Sim, é por aí que eu entendo a necessidade do tempo: busca de um significado para esta rápida passagem absurda que fazemos por este planeta. Aqui somos lançados à deriva e sem bússola. E, para um barco à deriva, nenhum vento é favorável.

A fim de não morrermos de tédio, propomo-nos metas. Para muitos, na grande maioria das vezes, é apenas a repetição de recomeçar euforicamente algo inédito, acompanhado do abandono sem fim de projetos que ficaram pela metade. Começam um monte de coisas e nunca chegam ao fim.

As metas são imprescindíveis para nortear nossa Existência. Como aquele pescador que já está há horas em alto-mar. É tempo de voltar. Ele procura sua estrela-guia. Ela é sua meta. Mesmo sabendo que jamais irá alcançá-la, é ela que o traz de volta a casa. Porém, muitos irão conferir se "é doce morrer no mar".

Nas Festas de Natal e passagem-de-ano, realimentamos nossas ilusões de estar terminando algo e a esperança de começarmos alguma excitante novidade. Mas, se não morremos no caminho, tudo não passa da inexorabilidade sucessão casual dos eventos.

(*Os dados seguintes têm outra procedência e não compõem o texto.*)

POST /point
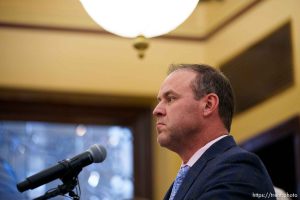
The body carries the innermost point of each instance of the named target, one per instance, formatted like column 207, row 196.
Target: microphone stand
column 70, row 180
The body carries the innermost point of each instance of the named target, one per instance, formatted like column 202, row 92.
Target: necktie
column 179, row 178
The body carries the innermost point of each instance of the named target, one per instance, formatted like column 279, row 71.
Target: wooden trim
column 207, row 36
column 288, row 129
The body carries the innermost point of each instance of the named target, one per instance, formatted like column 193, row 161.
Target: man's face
column 178, row 113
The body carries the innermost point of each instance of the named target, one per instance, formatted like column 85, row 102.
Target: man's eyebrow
column 169, row 92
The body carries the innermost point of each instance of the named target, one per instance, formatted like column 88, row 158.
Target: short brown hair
column 211, row 80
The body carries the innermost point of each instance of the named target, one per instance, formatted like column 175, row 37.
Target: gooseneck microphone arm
column 66, row 170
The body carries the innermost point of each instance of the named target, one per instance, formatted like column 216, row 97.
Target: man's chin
column 162, row 140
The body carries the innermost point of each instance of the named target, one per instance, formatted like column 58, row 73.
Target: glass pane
column 30, row 147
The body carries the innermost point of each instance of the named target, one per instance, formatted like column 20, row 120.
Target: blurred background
column 66, row 83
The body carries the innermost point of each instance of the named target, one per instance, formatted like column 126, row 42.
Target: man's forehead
column 177, row 80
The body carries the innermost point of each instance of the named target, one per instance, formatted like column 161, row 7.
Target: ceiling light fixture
column 140, row 19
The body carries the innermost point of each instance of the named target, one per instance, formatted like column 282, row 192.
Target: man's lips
column 160, row 125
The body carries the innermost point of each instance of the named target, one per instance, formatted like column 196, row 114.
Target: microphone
column 95, row 154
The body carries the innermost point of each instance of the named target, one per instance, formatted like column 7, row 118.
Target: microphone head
column 98, row 153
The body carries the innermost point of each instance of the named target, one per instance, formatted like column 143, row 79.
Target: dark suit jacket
column 226, row 172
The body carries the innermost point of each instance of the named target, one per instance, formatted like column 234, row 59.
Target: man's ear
column 211, row 104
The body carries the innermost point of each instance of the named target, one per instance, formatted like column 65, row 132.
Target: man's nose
column 159, row 110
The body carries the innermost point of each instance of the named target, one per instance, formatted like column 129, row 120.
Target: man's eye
column 171, row 99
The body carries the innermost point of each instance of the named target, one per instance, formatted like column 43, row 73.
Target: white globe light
column 132, row 18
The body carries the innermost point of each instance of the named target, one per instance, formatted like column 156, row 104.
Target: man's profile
column 193, row 118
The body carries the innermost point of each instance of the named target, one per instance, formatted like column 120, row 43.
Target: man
column 194, row 114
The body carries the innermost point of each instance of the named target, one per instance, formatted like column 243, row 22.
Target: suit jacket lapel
column 196, row 169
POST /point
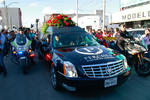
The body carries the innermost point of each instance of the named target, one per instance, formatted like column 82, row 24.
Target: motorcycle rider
column 121, row 39
column 21, row 37
column 145, row 39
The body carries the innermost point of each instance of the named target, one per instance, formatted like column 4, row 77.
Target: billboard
column 125, row 3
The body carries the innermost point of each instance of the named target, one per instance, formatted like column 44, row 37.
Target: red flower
column 60, row 17
column 65, row 15
column 69, row 18
column 67, row 24
column 54, row 21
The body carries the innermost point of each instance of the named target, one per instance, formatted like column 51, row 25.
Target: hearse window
column 73, row 40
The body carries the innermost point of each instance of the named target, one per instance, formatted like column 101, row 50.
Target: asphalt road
column 36, row 86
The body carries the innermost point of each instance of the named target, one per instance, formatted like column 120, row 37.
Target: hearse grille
column 104, row 70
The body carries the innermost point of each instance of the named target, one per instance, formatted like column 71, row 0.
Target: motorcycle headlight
column 69, row 69
column 125, row 64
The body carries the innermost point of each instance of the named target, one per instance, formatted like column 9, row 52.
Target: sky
column 33, row 9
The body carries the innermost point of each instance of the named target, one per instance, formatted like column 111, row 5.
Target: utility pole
column 77, row 12
column 37, row 21
column 104, row 8
column 5, row 11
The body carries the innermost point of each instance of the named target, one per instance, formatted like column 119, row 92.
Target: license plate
column 110, row 82
column 22, row 57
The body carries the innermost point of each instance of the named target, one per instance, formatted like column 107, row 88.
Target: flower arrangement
column 58, row 21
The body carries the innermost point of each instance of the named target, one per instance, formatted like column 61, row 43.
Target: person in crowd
column 109, row 34
column 117, row 33
column 145, row 39
column 31, row 36
column 99, row 35
column 93, row 32
column 12, row 35
column 90, row 31
column 2, row 45
column 57, row 41
column 21, row 37
column 111, row 30
column 123, row 35
column 105, row 33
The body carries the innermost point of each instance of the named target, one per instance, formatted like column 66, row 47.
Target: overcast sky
column 32, row 9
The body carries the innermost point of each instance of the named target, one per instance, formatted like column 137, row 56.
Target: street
column 36, row 86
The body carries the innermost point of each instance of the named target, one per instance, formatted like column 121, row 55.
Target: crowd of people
column 120, row 35
column 6, row 37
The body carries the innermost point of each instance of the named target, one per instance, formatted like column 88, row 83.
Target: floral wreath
column 58, row 21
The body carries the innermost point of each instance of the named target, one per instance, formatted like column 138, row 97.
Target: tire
column 143, row 69
column 54, row 80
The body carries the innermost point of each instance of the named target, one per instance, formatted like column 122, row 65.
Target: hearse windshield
column 73, row 39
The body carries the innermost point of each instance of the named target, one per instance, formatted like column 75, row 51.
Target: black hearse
column 77, row 60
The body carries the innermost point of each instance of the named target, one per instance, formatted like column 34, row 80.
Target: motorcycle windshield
column 21, row 39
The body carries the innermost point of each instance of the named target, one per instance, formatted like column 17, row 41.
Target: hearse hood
column 88, row 55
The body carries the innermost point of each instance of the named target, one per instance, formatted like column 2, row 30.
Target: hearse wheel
column 54, row 80
column 143, row 69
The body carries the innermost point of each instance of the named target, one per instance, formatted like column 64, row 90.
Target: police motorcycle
column 137, row 56
column 44, row 48
column 22, row 53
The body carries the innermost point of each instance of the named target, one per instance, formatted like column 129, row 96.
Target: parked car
column 136, row 33
column 77, row 60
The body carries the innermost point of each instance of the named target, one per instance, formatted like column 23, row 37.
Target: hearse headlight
column 69, row 69
column 125, row 63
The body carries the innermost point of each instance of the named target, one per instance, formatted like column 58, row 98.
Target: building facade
column 11, row 17
column 86, row 21
column 133, row 13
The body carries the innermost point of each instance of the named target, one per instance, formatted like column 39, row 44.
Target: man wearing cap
column 121, row 39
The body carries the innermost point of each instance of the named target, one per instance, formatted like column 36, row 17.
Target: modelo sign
column 136, row 16
column 132, row 14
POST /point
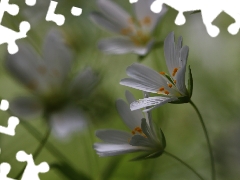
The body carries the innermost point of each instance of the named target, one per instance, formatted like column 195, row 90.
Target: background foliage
column 215, row 67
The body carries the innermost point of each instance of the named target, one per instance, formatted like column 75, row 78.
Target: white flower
column 171, row 88
column 143, row 135
column 54, row 96
column 135, row 32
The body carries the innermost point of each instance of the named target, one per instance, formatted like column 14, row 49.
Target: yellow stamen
column 174, row 71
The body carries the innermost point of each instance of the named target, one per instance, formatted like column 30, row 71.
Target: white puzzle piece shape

E quando alcançamos uma meta tão cobiçada, invariavelmente nos vemos presas da idéia: "Mas era só isso"?! E, neste mesmo instante já entramos em crise de abstinência. Lembro-me de Akira Kurosawa (1910-1998) numa entrevista. Quando este genial japonês diretor de cinema dizia da sua melancólica aflição de estar terminando um filme e ter de enfrentar um gap até aparecer uma nova idéia. Mas é exatamente neste gap que nos vemos cara-a-cara com o vazio da existência. Este é o grande e verdadeiro choque que temos diante desta imutável realidade.

À primeira vista, o que estou escrevendo se parece com uma postura pessimista como visão-de-mundo. E é. Em plena IV Guerra Mundial, mesmo sem farda oficial (a Fria foi a III), inundados na miséria que ultrapassa todas as médias estatísticas precedentes. Devidamente acompanhada de doença, mortes a granel, injustiças, violência gratuita ou paga por mandante, darmo-nos conta de que os atuais líderes da Humanidade não passam de verdadeiros psicopatas, e por aí vai.

Haveria exceção? Creio que não. Não estamos falando de uma simples "regra". O paradigma aqui é absolutamente soberano. Vale mais que uma Carta Magna. Não há exceção.

Às vésperas de ano-novo, temos nos consultórios clínicos um aumento de pacientes ansiosos, deprimidos, com idéias suicidas. Às vezes ficamos 6, 8 horas seguidas vendo-os chorar. Seria bom guardar um pouco de lágrimas para o ano vindouro.

E com isso, nós vamos matando o tempo, para no final ele nos enterrar, como dizia Machado de Assis.